Holly doesn’t think Dasen has anything to do with her sister’s murder.

“I don’t think she was ever involved with Dasen,” Holly said. “My sister was not that type of person.”

After following hundreds of leads over the course of several years, Nasset said the last major push forward in the case, until recently, was almost two years ago when investigators traveled to Utah for an interview. After giving a polygraph, it appeared they had reached another dead end.

“At that point we felt we had exhausted all the viable leads we had,” Nasset said.

But Nasset sees Wilcock’s photograph everyday and has no intentions of letting the case fade away. So recently he assigned new detectives to the case to provide a fresh perspective and see if fresher evidence would be the result. Within the last months the detectives have revived the cold case, conducting interviews and dredging up new information.

It was shortly after midnight on April 17, 2003, when Kalispell police responded to a call at the Motel 6 in south Kalispell. There, officers found the body of 26-year-old Darlene Wilcock lying on a bed, with signs of foul play and strangulation. Nasset, a detective at the time, was assigned to the investigation, which immediately proved to be complicated with multiple men’s DNA samples in the area and on her body; a fiancé with a convincing motive in the insurance policy; indication of sexual contact from a man Wilcock supposedly loathed; and other compelling, yet occasionally confusing, evidence.

With so much pointing to each of the two main persons of interest, Nasset said the case is a delicate balance of choosing the appropriate timing to pursue one without spoiling the chances to pursue the other.

“The problem therein lies if you charge the fiancée, guess who his perfect alibi is?” Nasset said. “If you charge the other guy, guess who’s his perfect alibi?”

Nasset said he attended an FBI academy and presented investigators there with the complicated details of Wilcock’s murder.

“They said this is one of the most convoluted and strangest circumstances in any homicide they’ve ever seen,” Nasset said. “They scratch their heads and say that one puzzles me.”

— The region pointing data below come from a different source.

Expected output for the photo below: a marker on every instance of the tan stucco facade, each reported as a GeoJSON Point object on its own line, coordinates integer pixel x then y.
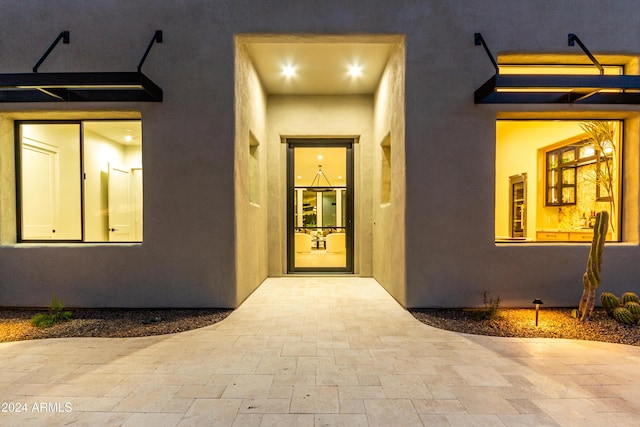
{"type": "Point", "coordinates": [214, 228]}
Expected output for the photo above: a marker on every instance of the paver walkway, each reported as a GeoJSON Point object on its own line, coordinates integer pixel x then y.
{"type": "Point", "coordinates": [319, 352]}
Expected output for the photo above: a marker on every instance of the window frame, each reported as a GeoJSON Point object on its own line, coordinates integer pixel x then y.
{"type": "Point", "coordinates": [542, 193]}
{"type": "Point", "coordinates": [81, 179]}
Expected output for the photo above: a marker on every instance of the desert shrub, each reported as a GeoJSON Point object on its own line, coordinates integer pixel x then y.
{"type": "Point", "coordinates": [491, 308]}
{"type": "Point", "coordinates": [56, 314]}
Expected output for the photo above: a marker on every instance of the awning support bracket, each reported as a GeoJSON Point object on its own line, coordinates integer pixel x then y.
{"type": "Point", "coordinates": [479, 41]}
{"type": "Point", "coordinates": [573, 38]}
{"type": "Point", "coordinates": [125, 86]}
{"type": "Point", "coordinates": [157, 38]}
{"type": "Point", "coordinates": [558, 88]}
{"type": "Point", "coordinates": [64, 36]}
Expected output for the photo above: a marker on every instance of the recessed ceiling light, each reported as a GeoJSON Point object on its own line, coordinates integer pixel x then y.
{"type": "Point", "coordinates": [355, 70]}
{"type": "Point", "coordinates": [289, 70]}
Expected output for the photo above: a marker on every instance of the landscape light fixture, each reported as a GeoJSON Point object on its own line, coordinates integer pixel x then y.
{"type": "Point", "coordinates": [537, 302]}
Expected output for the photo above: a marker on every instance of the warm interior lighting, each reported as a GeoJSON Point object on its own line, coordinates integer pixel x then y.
{"type": "Point", "coordinates": [537, 302]}
{"type": "Point", "coordinates": [355, 70]}
{"type": "Point", "coordinates": [289, 70]}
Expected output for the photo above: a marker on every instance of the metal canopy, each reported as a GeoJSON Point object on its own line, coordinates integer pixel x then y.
{"type": "Point", "coordinates": [79, 87]}
{"type": "Point", "coordinates": [550, 89]}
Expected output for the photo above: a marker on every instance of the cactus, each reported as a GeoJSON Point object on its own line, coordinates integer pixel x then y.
{"type": "Point", "coordinates": [609, 302]}
{"type": "Point", "coordinates": [629, 297]}
{"type": "Point", "coordinates": [634, 309]}
{"type": "Point", "coordinates": [591, 278]}
{"type": "Point", "coordinates": [623, 315]}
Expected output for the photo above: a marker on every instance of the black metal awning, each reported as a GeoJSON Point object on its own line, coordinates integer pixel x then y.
{"type": "Point", "coordinates": [78, 87]}
{"type": "Point", "coordinates": [550, 89]}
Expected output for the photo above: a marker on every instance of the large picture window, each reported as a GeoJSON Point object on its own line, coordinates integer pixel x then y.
{"type": "Point", "coordinates": [80, 181]}
{"type": "Point", "coordinates": [572, 169]}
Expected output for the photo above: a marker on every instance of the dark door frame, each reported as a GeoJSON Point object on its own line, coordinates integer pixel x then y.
{"type": "Point", "coordinates": [292, 144]}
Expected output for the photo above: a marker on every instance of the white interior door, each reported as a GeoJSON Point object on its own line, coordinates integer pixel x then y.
{"type": "Point", "coordinates": [137, 203]}
{"type": "Point", "coordinates": [40, 190]}
{"type": "Point", "coordinates": [120, 212]}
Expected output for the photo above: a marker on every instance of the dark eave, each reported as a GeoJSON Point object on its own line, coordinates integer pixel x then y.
{"type": "Point", "coordinates": [77, 87]}
{"type": "Point", "coordinates": [553, 89]}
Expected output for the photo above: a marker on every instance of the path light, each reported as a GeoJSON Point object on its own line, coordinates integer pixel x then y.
{"type": "Point", "coordinates": [537, 302]}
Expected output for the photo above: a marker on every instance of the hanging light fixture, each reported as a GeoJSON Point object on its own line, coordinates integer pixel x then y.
{"type": "Point", "coordinates": [316, 184]}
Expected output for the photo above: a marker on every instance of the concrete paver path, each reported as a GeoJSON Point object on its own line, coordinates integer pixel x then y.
{"type": "Point", "coordinates": [319, 352]}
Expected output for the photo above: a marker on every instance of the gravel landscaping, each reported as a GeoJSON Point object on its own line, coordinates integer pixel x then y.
{"type": "Point", "coordinates": [552, 323]}
{"type": "Point", "coordinates": [15, 325]}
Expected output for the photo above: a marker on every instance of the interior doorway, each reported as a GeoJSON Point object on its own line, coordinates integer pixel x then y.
{"type": "Point", "coordinates": [320, 205]}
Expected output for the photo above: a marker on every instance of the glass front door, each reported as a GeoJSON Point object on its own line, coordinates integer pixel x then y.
{"type": "Point", "coordinates": [320, 205]}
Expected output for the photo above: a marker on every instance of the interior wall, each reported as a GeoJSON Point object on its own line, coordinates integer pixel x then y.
{"type": "Point", "coordinates": [388, 217]}
{"type": "Point", "coordinates": [320, 116]}
{"type": "Point", "coordinates": [517, 145]}
{"type": "Point", "coordinates": [251, 218]}
{"type": "Point", "coordinates": [98, 153]}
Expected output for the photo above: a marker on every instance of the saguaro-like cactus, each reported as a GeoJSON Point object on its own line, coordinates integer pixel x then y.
{"type": "Point", "coordinates": [591, 277]}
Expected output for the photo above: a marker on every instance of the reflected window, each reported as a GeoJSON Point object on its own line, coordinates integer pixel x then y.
{"type": "Point", "coordinates": [80, 181]}
{"type": "Point", "coordinates": [573, 170]}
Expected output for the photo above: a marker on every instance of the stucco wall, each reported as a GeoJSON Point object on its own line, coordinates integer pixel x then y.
{"type": "Point", "coordinates": [389, 215]}
{"type": "Point", "coordinates": [251, 216]}
{"type": "Point", "coordinates": [320, 116]}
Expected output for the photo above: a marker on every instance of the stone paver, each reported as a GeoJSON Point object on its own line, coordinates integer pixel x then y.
{"type": "Point", "coordinates": [319, 352]}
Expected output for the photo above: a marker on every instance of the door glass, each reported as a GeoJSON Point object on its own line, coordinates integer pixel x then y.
{"type": "Point", "coordinates": [319, 201]}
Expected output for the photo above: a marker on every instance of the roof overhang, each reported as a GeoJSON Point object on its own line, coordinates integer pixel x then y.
{"type": "Point", "coordinates": [550, 89]}
{"type": "Point", "coordinates": [75, 87]}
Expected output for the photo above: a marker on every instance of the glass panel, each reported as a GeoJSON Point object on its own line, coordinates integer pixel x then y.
{"type": "Point", "coordinates": [329, 209]}
{"type": "Point", "coordinates": [569, 176]}
{"type": "Point", "coordinates": [568, 195]}
{"type": "Point", "coordinates": [568, 156]}
{"type": "Point", "coordinates": [113, 183]}
{"type": "Point", "coordinates": [319, 240]}
{"type": "Point", "coordinates": [50, 178]}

Darlene Jean Wilcock was born in Biloxi, Mississippi on Jan. 5, 1977, the oldest of five siblings. Family members describe her as caring and loving, with an innate gift for helping people when they most needed it. She loved the outdoors and traveling, which eventually compelled her to hit the road as a truck driver.

But she tired of the restless trucking lifestyle and returned to Kalispell, drawn back to the blue waters of Flathead Lake, the quiet life of small-town Montana and, mostly, her family – both her current family and the prospect of starting her own. She got a job at Stream, a technology company, with Holly. Marla said she loved the job and being back home.

“She loved the country up here,” Marla said. “She loved Montana. She had very good friends here in the Flathead, a lot of good friends, and she loved her family.”

The Wilcock case has been largely out of the public eye over the past couple of years, but this summer the family plans to revive their efforts to expose Darlene’s case. They will hold rallies, hand out fliers and do whatever they can to get the word out.

“I wish I just had one day to go back and tell her how much she was loved by me and everybody else and tell her how much she was admired because she was extraordinary,” Holly said. “It’s no less painful now than it was five years ago and I don’t think it ever will be.”